Ugo Magri, La Stampa 25/2/2013, 25 febbraio 2013
L’ INGORGO ISTITUZIONALE
Stasera sapremo chi ha vinto. Ma per vedere in carica il nuovo governo dovremo attendere almeno un mese. Altri trenta lunghi giorni ancora per scoprire come si chiama il successore di Giorgio Napolitano.
Dal turbine post-elettorale non usciremo prima di fine aprile in quanto la Repubblica ha le sue regole, scolpite nella Costituzione. Fintanto che la Carta resta questa, ci sono procedure da seguire e un calendario istituzionale da tenere a mente.
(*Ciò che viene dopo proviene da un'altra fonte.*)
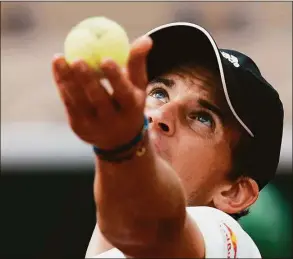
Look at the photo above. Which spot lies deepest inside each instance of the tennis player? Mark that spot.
(183, 145)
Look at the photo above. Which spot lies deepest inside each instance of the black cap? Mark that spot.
(253, 101)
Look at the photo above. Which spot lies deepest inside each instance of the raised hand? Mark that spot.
(97, 117)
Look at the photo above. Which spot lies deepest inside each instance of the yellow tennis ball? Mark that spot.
(94, 39)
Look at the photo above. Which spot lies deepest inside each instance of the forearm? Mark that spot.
(140, 202)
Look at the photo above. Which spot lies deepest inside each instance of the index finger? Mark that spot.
(137, 61)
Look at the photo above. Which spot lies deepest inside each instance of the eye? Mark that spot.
(202, 117)
(160, 94)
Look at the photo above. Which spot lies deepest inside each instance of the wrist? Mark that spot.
(135, 147)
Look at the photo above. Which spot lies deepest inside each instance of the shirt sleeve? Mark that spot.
(223, 236)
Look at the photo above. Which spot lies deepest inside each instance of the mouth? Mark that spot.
(158, 144)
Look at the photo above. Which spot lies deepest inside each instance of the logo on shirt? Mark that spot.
(231, 58)
(231, 241)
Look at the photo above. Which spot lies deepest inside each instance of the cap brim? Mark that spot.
(181, 42)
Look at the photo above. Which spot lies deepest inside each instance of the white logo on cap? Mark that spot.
(231, 58)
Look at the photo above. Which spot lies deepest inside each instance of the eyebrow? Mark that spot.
(204, 103)
(207, 105)
(165, 81)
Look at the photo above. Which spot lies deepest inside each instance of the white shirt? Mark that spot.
(223, 236)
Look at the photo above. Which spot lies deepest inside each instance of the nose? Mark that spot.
(163, 120)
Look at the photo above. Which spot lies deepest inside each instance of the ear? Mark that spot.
(236, 196)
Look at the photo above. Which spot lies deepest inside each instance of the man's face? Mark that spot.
(193, 129)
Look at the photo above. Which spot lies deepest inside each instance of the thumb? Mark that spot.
(137, 61)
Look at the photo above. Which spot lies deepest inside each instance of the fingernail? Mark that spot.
(108, 64)
(82, 66)
(61, 64)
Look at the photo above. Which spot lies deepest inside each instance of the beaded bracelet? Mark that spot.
(113, 155)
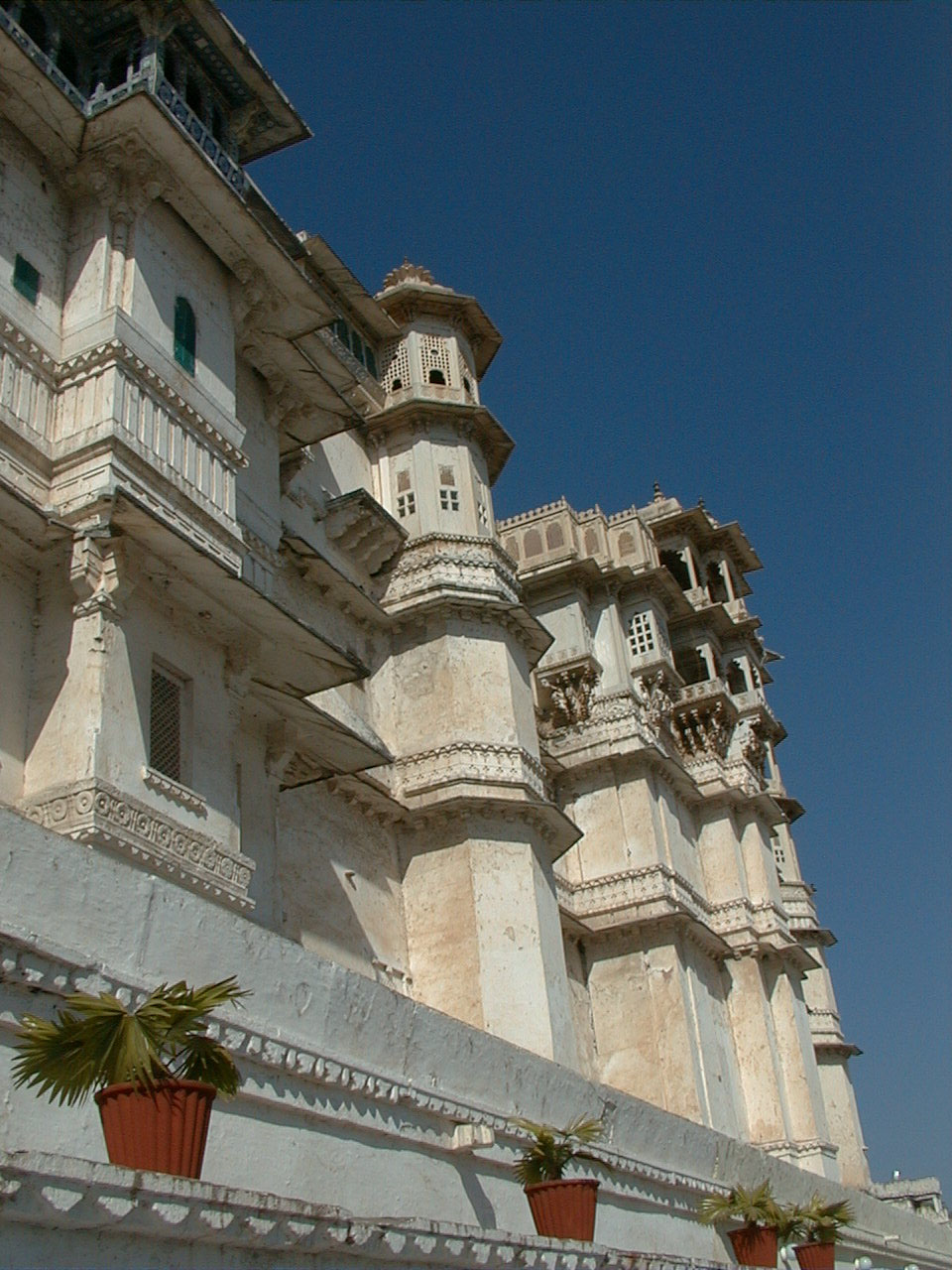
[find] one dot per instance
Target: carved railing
(27, 386)
(471, 763)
Per fortuna, le tre date-chiave del nostro destino sono il 15 marzo, il 15 aprile e il 15 maggio. Insomma, ricorre costantemente lo stesso numero. Per gli appassionati della smorfia napoletana, corrisponde al ragazzo, «’o guaglione». Avrà un significato recondito? Chi può dirlo.
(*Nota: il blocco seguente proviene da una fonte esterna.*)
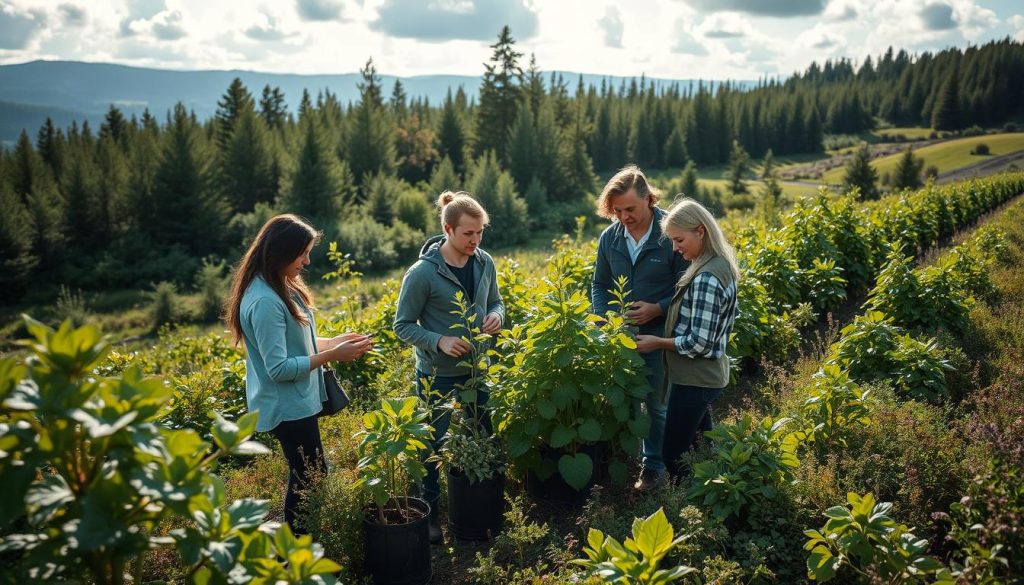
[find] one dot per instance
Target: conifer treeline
(143, 200)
Di sicuro, la XVII legislatura incomincia alle Idi di marzo, che cadono tra l’altro di venerdì. Quel giorno, sconsigliato a Cesare, sono fissate le sedute inaugurali della Camera e del Senato. Perché così in avanti? Non si potevano convocare prima? A quanto pare, no. C’è tutto un lavoro finalizzato a verificare le percentuali e a proclamare gli eletti, i quali sono attesi dal 12 marzo in Parlamento per farsi conoscere, registrare e ricevere il famoso tesserino che li trasforma, da esponenti della società civile, in onorevoli o senatori, politici insomma. Napolitano ne profitterà per una visita in Germania programmata fin dallo scorso anno e nell’occasione cercherà di tranquillizzare la Merkel, sempre così in ansia per noi. Nel frattempo gli sconfitti si leccheranno le ferite, i vincitori assorbiranno la sbronza e torneranno coi piedi per terra. È opinione diffusa in alto loco che questi 17 giorni saranno parecchio utili per consentire ai protagonisti di riordinare le idee in vista della fase successiva, quella che prende avvio dal 15 marzo appunto. Allorché si dovranno mettere a frutto le prime intese politiche (sempre che siano maturate) per eleggere anzitutto la seconda e la terza carica dello Stato.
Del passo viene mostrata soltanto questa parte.